Many seeds germinate in the soil and get their nutrition in the dark from limited reserves of starch and lipids, so as soon as possible they grow toward light. Light-sensing proteins find the shortest route to sunlight – and then plants are even able to bend in the direction of the light source.
The movements of plants were described comprehensively by Charles Darwin in 1880 in "The power of movement in plants" and the hypothesis that the plant hormone auxin could play a role in plants bending toward a light source was first proposed in 1937 by the Dutch researcher Frits Went in the Cholodny-Went model. Today it is known that the substance responsible for cell elongation is auxin. This phytohormone is formed in cells at the tip of the shoot and is then passed from cell to cell. As such, the hormone is shuttled through many cells of the plant before it reaches its final destination.

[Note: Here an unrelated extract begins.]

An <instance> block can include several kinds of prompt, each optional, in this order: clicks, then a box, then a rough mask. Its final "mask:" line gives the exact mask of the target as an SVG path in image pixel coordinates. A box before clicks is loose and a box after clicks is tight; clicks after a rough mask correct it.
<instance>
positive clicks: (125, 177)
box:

"Even mature plants bend toward the strongest light. They do this by elongating the cells of the stem on the side that is farthest from the light. This type of light-oriented growth is called phototropism," explains Prof. Claus Schwechheimer from the Chair of Plant Systems Biology at the Technische Universität München. "Export and import proteins push the auxin out of one cell into the intercellular space and then into the next cell and so on until the auxin eventually reaches its target site."
The most important proteins in this process are the export proteins known as "PINs", which regulate the direction of the auxin flow. As Schwechheimer's team was able to demonstrate, these PINs do not function on their own: "They require the signal of the D6PK protein kinase," Schwechheimer continues. "The kinase enzyme modifies the PINs through the transfer of phosphate groups – thus activating them as auxin transporters."
Even though many subsequent observations have supported the Cholodny-Went model, there has been no definite proof that auxin is in fact involved in this process. Prof. Christian Fankhauser from UNIL (Université de Lausanne) in Switzerland explains why: "Up to now, all plants with a known defect in auxin transport showed a normal phototropism. How then could auxin transport be essential for this process?"
Auxin regulation model confirmed
The TUM team, in cooperation with their colleagues at UNIL, have found the answer to this question. The Swiss researchers were able to inactivate several PIN transporters in a plant simultaneously. And for their part, the TUM scientists managed to demonstrate the function of the D6PK protein kinase.
It was found that when several of the PIN and kinase components were missing, plant growth was completely unresponsive to the light signals that trigger phototropism. The auxin transport mechanism in these mutant plants was severely impaired: The plants grew upwards, away from the gravitational pull, irrespective of the light source. This helped the scientists prove for the first time that the hormone auxin definitely is the substance that drives phototropism.